Monday, October 31, 2011

An Example and Update

He's wailing in time out.

Here's the story.

We did three quarters of his little lesson correctly. He gets the concept.  I begin to feel he's starting to control our lesson - me actually,  little by little. Rather than answer the questions directly, he turns the questions around. He wants me to answer them but I am not the student.

I pull back just a hair.

I get a little silly to try and redirect the focus. I feed him grapes as we talk about the exercise. I try to keep it light.

He won't budge. He lifts his pencil,  he states the problem and the answer with a question mark on the end of his sentence.

I don't bite. I tell him to mark it the way he thinks it should be.

He restates the question.

I reinforce that he should just mark it as he thinks is right. The steam is seeping out of his ears just a little.

I feed him another grape. I laughingly tell him that he's the student, I'm the teacher. I already did my school work once upon a time. I ask him if he knows the answer.

He says that he does.

I tell him to mark it.

The steam is beginning to billow.

I ask him point blank if he is trying to get me to do his school work.

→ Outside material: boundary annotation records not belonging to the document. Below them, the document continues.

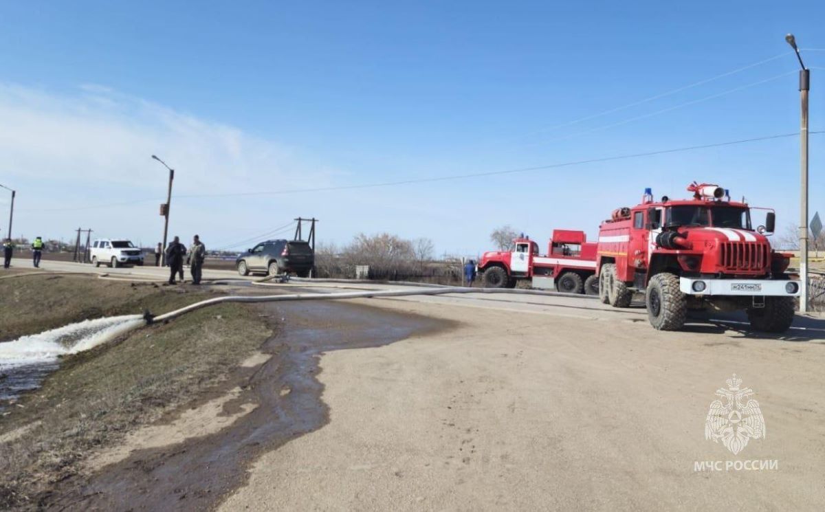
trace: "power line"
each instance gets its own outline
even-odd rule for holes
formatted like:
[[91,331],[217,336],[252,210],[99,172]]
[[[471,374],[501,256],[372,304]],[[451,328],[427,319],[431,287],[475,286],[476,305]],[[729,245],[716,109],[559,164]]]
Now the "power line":
[[[808,132],[810,134],[825,134],[825,130],[821,131],[811,131]],[[723,143],[714,143],[710,144],[701,144],[696,146],[686,146],[683,148],[673,148],[671,149],[660,149],[658,151],[649,151],[646,153],[629,153],[625,155],[615,155],[612,157],[602,157],[599,158],[588,158],[586,160],[574,160],[572,162],[563,162],[559,163],[553,163],[544,166],[535,166],[532,167],[521,167],[516,169],[508,169],[506,171],[490,171],[488,172],[474,172],[469,174],[458,174],[446,176],[436,176],[431,178],[416,178],[411,180],[400,180],[398,181],[384,181],[380,183],[370,183],[365,185],[346,185],[341,186],[326,186],[326,187],[317,187],[317,188],[307,188],[307,189],[290,189],[285,190],[268,190],[268,191],[257,191],[257,192],[236,192],[229,194],[200,194],[200,195],[179,195],[178,197],[187,197],[187,198],[205,198],[205,197],[240,197],[240,196],[248,196],[248,195],[280,195],[282,194],[297,194],[301,192],[328,192],[332,190],[348,190],[356,189],[366,189],[366,188],[376,188],[382,186],[394,186],[398,185],[412,185],[417,183],[431,183],[435,181],[446,181],[450,180],[463,180],[466,178],[478,178],[488,176],[496,176],[501,174],[514,174],[517,172],[529,172],[530,171],[541,171],[545,169],[554,169],[558,167],[567,167],[571,166],[579,166],[588,163],[599,163],[602,162],[610,162],[614,160],[625,160],[629,158],[641,158],[643,157],[653,157],[656,155],[663,155],[673,153],[682,153],[686,151],[694,151],[696,149],[707,149],[709,148],[721,148],[723,146],[732,146],[734,144],[742,144],[746,143],[759,142],[763,140],[772,140],[775,139],[784,139],[787,137],[798,137],[799,135],[799,132],[793,134],[781,134],[779,135],[767,135],[765,137],[755,137],[752,139],[742,139],[739,140],[731,140]]]
[[714,100],[714,99],[716,99],[718,97],[720,97],[720,96],[727,96],[728,94],[733,94],[733,92],[738,92],[739,91],[742,91],[743,89],[747,89],[747,88],[750,88],[750,87],[756,87],[757,85],[761,85],[763,83],[766,83],[768,82],[772,82],[774,80],[778,80],[778,79],[780,79],[780,78],[781,78],[783,77],[787,77],[788,75],[794,74],[794,73],[798,73],[798,72],[797,72],[797,70],[794,69],[793,71],[789,71],[787,73],[783,73],[782,74],[776,75],[775,77],[771,77],[770,78],[765,78],[765,79],[760,80],[758,82],[754,82],[752,83],[748,83],[748,84],[746,84],[746,85],[743,85],[743,86],[739,86],[739,87],[734,87],[733,89],[728,89],[728,91],[723,91],[722,92],[717,92],[716,94],[712,94],[710,96],[705,96],[703,98],[699,98],[697,100],[691,100],[690,101],[686,101],[685,103],[680,103],[679,105],[675,105],[673,106],[669,106],[667,108],[661,109],[659,110],[656,110],[655,112],[650,112],[650,113],[648,113],[648,114],[643,114],[641,115],[636,115],[634,117],[625,119],[625,120],[620,120],[620,121],[617,121],[617,122],[615,122],[615,123],[610,123],[610,124],[605,124],[605,125],[602,125],[602,126],[596,126],[596,128],[591,128],[589,129],[586,129],[584,131],[578,132],[578,133],[572,134],[569,134],[569,135],[563,135],[562,137],[556,137],[556,138],[554,138],[554,139],[550,139],[549,140],[544,140],[544,141],[542,141],[542,142],[533,143],[531,144],[525,144],[525,145],[526,146],[537,146],[537,145],[540,145],[540,144],[545,144],[545,143],[548,143],[554,142],[554,141],[557,141],[557,140],[565,140],[565,139],[573,139],[574,137],[578,137],[579,135],[585,135],[587,134],[591,134],[592,132],[596,132],[596,131],[601,131],[603,129],[608,129],[610,128],[614,128],[615,126],[620,126],[622,124],[626,124],[628,123],[632,123],[633,121],[638,121],[639,120],[641,120],[641,119],[647,119],[648,117],[653,117],[654,115],[658,115],[660,114],[664,114],[666,112],[670,112],[670,111],[675,110],[676,109],[681,109],[683,106],[691,106],[691,105],[695,105],[696,103],[702,103],[703,101],[708,101],[710,100]]
[[741,73],[742,71],[746,71],[747,69],[751,69],[752,68],[756,68],[757,66],[761,66],[762,64],[767,63],[771,62],[773,60],[776,60],[777,59],[781,59],[782,57],[785,57],[786,55],[792,54],[794,52],[785,52],[784,54],[780,54],[779,55],[774,55],[773,57],[770,57],[768,59],[765,59],[760,60],[759,62],[755,62],[753,63],[747,64],[747,66],[742,66],[741,68],[737,68],[735,69],[732,69],[730,71],[716,75],[714,77],[711,77],[710,78],[705,78],[703,80],[700,80],[699,82],[694,82],[692,83],[689,83],[687,85],[676,87],[676,89],[671,89],[670,91],[667,91],[665,92],[661,92],[659,94],[654,94],[653,96],[648,96],[647,98],[644,98],[644,100],[639,100],[637,101],[633,101],[632,103],[628,103],[627,105],[623,105],[621,106],[617,106],[617,107],[608,109],[606,110],[603,110],[603,111],[599,112],[597,114],[592,114],[590,115],[586,115],[584,117],[581,117],[579,119],[573,120],[572,121],[567,121],[567,122],[562,123],[561,124],[556,124],[555,126],[550,126],[549,128],[545,128],[545,129],[539,129],[539,130],[531,132],[530,134],[527,134],[526,135],[523,135],[523,136],[520,137],[520,139],[521,138],[524,138],[524,137],[529,137],[530,135],[537,135],[537,134],[544,134],[544,133],[554,131],[554,130],[559,129],[560,128],[566,128],[568,126],[572,126],[573,124],[578,124],[579,123],[590,120],[592,119],[596,119],[596,118],[598,118],[598,117],[602,117],[604,115],[607,115],[609,114],[613,114],[615,112],[620,112],[621,110],[627,110],[627,109],[634,107],[634,106],[638,106],[639,105],[644,105],[645,103],[649,103],[650,101],[653,101],[654,100],[658,100],[658,99],[661,99],[661,98],[663,98],[663,97],[667,97],[668,96],[672,96],[672,95],[676,94],[678,92],[681,92],[686,91],[688,89],[692,89],[694,87],[698,87],[699,86],[705,85],[705,83],[710,83],[711,82],[714,82],[716,80],[719,80],[719,78],[724,78],[725,77],[729,77],[729,76],[736,74],[738,73]]
[[256,240],[260,240],[261,238],[263,238],[264,237],[270,237],[270,236],[276,235],[276,234],[278,234],[278,233],[285,233],[285,232],[292,229],[292,226],[294,226],[295,223],[295,222],[292,221],[292,222],[290,222],[288,224],[284,224],[283,226],[279,226],[278,228],[276,228],[272,231],[268,231],[268,232],[266,232],[265,233],[262,233],[260,235],[256,235],[254,237],[250,237],[249,238],[247,238],[247,239],[244,239],[244,240],[242,240],[240,242],[234,242],[234,243],[232,243],[232,244],[224,245],[219,249],[214,249],[214,251],[225,251],[226,249],[231,249],[232,247],[237,247],[238,246],[242,246],[242,245],[244,245],[246,243],[249,243],[250,242],[254,242]]
[[[825,134],[825,130],[820,131],[811,131],[810,134]],[[563,162],[559,163],[553,163],[543,166],[535,166],[530,167],[520,167],[516,169],[507,169],[504,171],[490,171],[487,172],[474,172],[468,174],[457,174],[446,176],[436,176],[431,178],[414,178],[409,180],[398,180],[396,181],[383,181],[379,183],[368,183],[364,185],[345,185],[339,186],[325,186],[325,187],[314,187],[314,188],[304,188],[304,189],[286,189],[280,190],[258,190],[254,192],[229,192],[225,194],[188,194],[188,195],[178,195],[177,198],[178,199],[200,199],[200,198],[213,198],[213,197],[244,197],[244,196],[254,196],[254,195],[281,195],[285,194],[299,194],[305,192],[328,192],[333,190],[357,190],[357,189],[368,189],[368,188],[378,188],[383,186],[394,186],[399,185],[412,185],[417,183],[431,183],[437,181],[446,181],[451,180],[462,180],[467,178],[477,178],[484,177],[489,176],[496,176],[502,174],[513,174],[518,172],[529,172],[530,171],[540,171],[544,169],[554,169],[558,167],[565,167],[571,166],[585,165],[588,163],[599,163],[602,162],[610,162],[614,160],[625,160],[629,158],[641,158],[644,157],[653,157],[656,155],[668,154],[673,153],[683,153],[687,151],[694,151],[697,149],[707,149],[710,148],[721,148],[724,146],[732,146],[734,144],[742,144],[753,142],[760,142],[765,140],[772,140],[775,139],[784,139],[787,137],[796,137],[799,136],[799,132],[792,134],[781,134],[778,135],[768,135],[765,137],[755,137],[752,139],[742,139],[738,140],[732,140],[722,143],[714,143],[710,144],[700,144],[695,146],[686,146],[681,148],[673,148],[670,149],[661,149],[657,151],[650,151],[646,153],[629,153],[624,155],[615,155],[610,157],[602,157],[599,158],[589,158],[585,160],[574,160],[571,162]],[[134,201],[128,201],[125,203],[114,204],[133,204],[136,203],[145,203],[148,201],[154,201],[156,200],[137,200]],[[72,211],[76,209],[91,209],[93,208],[106,208],[112,204],[100,204],[95,206],[82,207],[82,209],[75,208],[64,208],[64,209],[51,209],[48,210],[40,209],[38,211]],[[271,233],[268,233],[271,234]]]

He agrees that this is so.

I remind him that this is simple and he knows the answer. With two swift movements he could be done and he could have lunch early.

(This goes on for 20 minutes at least...)

He digs in his heels.

I walk away. I tell him to mark it or choose time out as I leave his side.

He chooses time-out. And cries like I'm killing him. I take him by the shoulders and make him look me in the eye. I ask, "what were you trying to do?"

Get YOU to tell me the answer.

You wanted me to do your work and obey you?

YES.

Who's the mom?

you

Who's the student?

me

I don't do your school work. You are mixed up in your head about that. Take time out to think about who is to obey who.

He's quiet in time out now. But his twin is screaming her head off trying to get me to obey her over her issue.

It's a circus.

She's going into a full blown rage complete with beating the walls.

I already did my crying this morning. I'm not mad and my blood pressure is fine. It's rather random when it comes to that..... they are causing their own trials and I refuse to participate.

***

Update:

So, a half an hour later she is till screaming her head off.

I go and talk to James. I ask him what he thinks of what she is doing. I point out that she is trying to force me to do what she wants. I ask him if he knows someone else who is doing that. He gets the connection. He realizes it is stupid. I tell him I'll take his place on the bench if he'll go do his page.

He gladly leaves me there.

Goes into the room where his book is and promptly throws Christina's flute on the floor in a show of anger.

I again trade places with him.

This time I'm shaking.

she is still screaming

6 comments:

Anonymous said...

http://www.welcometomybrain.net/p/therapeutic-parenting.html

Have you seen Christine's blog? She has a lot of great ideas on Therapeutic Parenting, she really saved my sanity. :)

GB's Mom said...

I hope the day got better!

Julie said...

Do you still try the running to the mailbox?

Melanie said...

I pray your day got easier. It hurts my heart to read about the trials you and your family are enduring right now. Stay strong and keep your sanity.

acceptance with joy said...

yes,it got better. I ran away and left the cranks with Vanessa for a couple of hours.

She asked James to finish his page and he did. No problem.

Hmmmmmm.......

Missy eventually stopped screaming.

I came home and they were both folding towels and putting away clothes.

I think I'll run away more often.

Anonymous said...

Hey! Just a thought. I read somewhere recently that hula hooping really helps children that have come from hard places. Apparently it helps work on the core muscles that a lot of neglected children don't have developed. It also works the brain in several different spots at one time which helps their thought process get unstuck.